LOCAL_API = "http://127.0.0.1:11434/api/generate"

def run_prompt_local(prompt: str, model: str = "llama3.1:8b", stream: bool = False) -> str:
    payload = {"model": model, "prompt": prompt, "stream": stream}
    for attempt in range(10):
        try:
            r = requests.post(LOCAL_API, json=payload, timeout=120)
            r.raise_for_status()
            return r.json()["response"]
        except Exception as e:
            print(f"Attempt {attempt+1} failed: {e}. Retrying in 3s...")
            time.sleep(3)
    raise RuntimeError("Could not reach local Ollama server. Check logs above.")

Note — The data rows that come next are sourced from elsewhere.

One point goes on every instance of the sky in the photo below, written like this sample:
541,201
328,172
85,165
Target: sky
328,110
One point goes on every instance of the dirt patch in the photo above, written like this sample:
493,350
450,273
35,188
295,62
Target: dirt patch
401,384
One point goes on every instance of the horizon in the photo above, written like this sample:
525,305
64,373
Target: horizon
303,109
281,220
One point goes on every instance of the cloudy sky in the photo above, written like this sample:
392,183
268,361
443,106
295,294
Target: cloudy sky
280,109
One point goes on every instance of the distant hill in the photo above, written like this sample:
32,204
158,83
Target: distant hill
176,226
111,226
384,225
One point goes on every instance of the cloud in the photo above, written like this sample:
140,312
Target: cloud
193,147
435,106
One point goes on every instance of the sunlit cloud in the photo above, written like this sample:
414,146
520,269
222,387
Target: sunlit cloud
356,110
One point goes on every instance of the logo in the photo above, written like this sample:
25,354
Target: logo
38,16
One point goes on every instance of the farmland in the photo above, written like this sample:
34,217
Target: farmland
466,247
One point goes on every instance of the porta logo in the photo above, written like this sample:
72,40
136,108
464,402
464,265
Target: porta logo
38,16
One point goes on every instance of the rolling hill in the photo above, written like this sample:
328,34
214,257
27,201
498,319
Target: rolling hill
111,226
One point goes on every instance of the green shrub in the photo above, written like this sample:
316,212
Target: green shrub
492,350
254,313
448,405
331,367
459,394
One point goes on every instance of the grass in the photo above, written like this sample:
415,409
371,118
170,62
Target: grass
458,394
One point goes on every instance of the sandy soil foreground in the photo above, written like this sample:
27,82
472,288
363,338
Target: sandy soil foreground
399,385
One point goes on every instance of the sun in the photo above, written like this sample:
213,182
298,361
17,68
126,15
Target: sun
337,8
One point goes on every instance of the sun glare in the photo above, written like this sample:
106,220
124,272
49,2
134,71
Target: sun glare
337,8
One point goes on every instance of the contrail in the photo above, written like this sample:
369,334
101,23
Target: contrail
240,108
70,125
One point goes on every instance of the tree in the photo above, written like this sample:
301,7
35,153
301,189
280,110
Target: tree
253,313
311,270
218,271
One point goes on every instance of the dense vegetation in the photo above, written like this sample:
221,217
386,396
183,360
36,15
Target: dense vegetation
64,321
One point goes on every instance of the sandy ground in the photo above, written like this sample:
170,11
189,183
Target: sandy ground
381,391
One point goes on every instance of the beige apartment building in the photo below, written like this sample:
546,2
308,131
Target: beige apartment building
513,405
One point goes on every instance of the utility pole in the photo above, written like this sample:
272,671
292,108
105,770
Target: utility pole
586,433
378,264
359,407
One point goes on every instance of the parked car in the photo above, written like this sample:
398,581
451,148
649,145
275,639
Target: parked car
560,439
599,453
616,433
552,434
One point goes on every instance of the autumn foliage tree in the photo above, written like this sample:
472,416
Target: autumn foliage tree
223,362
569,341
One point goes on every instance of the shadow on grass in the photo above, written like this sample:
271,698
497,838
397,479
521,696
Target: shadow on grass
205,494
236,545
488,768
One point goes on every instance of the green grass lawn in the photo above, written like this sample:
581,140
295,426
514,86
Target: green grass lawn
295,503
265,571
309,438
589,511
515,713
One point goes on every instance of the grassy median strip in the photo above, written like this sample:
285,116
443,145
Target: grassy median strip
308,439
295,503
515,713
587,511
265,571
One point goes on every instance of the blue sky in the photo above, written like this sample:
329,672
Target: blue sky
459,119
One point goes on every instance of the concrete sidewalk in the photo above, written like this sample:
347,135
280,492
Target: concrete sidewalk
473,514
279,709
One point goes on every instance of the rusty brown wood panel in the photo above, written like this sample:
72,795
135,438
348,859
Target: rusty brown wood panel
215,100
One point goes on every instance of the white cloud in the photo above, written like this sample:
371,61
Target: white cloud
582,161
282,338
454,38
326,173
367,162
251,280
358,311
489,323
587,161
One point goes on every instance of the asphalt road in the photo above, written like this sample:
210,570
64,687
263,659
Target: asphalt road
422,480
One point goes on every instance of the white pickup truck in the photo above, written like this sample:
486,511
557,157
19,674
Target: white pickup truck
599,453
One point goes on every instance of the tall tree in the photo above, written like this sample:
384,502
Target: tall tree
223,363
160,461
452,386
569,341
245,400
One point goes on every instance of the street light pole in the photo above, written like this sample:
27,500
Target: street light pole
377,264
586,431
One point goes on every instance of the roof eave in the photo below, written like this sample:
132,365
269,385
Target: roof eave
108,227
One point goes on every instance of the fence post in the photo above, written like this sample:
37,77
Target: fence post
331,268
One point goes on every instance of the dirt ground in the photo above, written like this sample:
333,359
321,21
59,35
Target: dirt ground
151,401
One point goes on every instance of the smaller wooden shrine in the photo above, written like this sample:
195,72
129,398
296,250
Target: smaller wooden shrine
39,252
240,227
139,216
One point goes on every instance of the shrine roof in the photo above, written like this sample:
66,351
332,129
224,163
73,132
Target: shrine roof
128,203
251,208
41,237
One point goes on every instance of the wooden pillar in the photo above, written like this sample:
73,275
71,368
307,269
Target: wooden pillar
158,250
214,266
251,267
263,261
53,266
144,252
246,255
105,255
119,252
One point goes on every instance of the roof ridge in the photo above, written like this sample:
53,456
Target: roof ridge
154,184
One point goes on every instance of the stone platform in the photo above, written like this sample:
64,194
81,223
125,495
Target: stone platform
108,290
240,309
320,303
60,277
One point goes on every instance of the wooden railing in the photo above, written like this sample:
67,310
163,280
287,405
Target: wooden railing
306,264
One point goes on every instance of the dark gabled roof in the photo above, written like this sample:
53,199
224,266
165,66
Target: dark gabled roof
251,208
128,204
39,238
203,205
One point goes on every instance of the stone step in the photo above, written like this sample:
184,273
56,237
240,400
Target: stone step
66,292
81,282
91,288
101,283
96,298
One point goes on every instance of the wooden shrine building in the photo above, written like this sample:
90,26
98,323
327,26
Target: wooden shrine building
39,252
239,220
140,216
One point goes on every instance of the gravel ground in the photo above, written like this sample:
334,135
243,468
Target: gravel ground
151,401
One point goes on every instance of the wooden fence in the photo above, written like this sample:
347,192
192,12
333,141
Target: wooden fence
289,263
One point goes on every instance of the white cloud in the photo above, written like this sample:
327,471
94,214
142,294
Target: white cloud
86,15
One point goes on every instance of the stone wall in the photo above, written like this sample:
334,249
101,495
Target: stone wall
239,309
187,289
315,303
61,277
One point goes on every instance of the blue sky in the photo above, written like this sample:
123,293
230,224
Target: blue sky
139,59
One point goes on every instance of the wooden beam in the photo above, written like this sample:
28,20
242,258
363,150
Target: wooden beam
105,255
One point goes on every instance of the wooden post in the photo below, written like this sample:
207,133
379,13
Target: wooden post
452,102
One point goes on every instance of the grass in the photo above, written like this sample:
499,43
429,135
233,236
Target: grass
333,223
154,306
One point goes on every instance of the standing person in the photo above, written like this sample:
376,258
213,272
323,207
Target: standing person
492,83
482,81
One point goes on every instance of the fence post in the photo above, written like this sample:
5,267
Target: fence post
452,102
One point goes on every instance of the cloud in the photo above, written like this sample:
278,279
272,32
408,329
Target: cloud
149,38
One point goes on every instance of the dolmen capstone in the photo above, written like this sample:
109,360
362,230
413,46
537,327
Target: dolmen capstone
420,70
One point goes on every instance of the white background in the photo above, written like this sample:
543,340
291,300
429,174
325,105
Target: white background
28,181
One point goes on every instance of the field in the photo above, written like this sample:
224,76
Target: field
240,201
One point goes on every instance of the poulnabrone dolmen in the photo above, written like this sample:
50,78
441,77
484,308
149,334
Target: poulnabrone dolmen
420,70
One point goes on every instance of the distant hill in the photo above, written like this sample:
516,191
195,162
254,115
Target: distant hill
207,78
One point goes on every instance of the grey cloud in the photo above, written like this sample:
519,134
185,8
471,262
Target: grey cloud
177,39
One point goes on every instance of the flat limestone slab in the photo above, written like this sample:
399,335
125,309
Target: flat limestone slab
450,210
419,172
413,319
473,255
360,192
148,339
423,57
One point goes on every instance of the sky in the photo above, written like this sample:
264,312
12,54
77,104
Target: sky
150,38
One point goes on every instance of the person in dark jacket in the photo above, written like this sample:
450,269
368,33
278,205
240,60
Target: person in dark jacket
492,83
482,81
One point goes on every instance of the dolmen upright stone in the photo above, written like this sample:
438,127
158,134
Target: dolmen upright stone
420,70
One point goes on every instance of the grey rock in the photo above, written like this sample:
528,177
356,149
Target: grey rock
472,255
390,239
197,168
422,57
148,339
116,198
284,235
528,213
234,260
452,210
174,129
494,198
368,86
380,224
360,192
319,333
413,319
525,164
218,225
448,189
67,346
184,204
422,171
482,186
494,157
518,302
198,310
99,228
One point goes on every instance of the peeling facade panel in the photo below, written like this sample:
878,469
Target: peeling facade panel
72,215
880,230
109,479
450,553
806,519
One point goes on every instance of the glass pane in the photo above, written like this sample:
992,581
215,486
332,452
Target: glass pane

print(run_prompt_local("Summarize Kaggle in one paragraph."))

## Notes & Tips

- **Why remote is recommended:** Kaggle VMs are ephemeral and have strict time/disk constraints. Hosting Ollama elsewhere ensures faster startup and predictable performance.
- **Securing your endpoint:** Put Ollama behind a reverse proxy (nginx/Caddy) with HTTPS and auth; or use a tunnel (Cloudflare Tunnel) with access policies.
- **Using your 20B model:** If you must use `gpt-oss:20b`, host it **remotely** and call it from Kaggle (Path A).
- **Streaming:** If your endpoint streams, adapt the request to `stream=True` and iterate over `r.iter_lines()` (server must support streaming).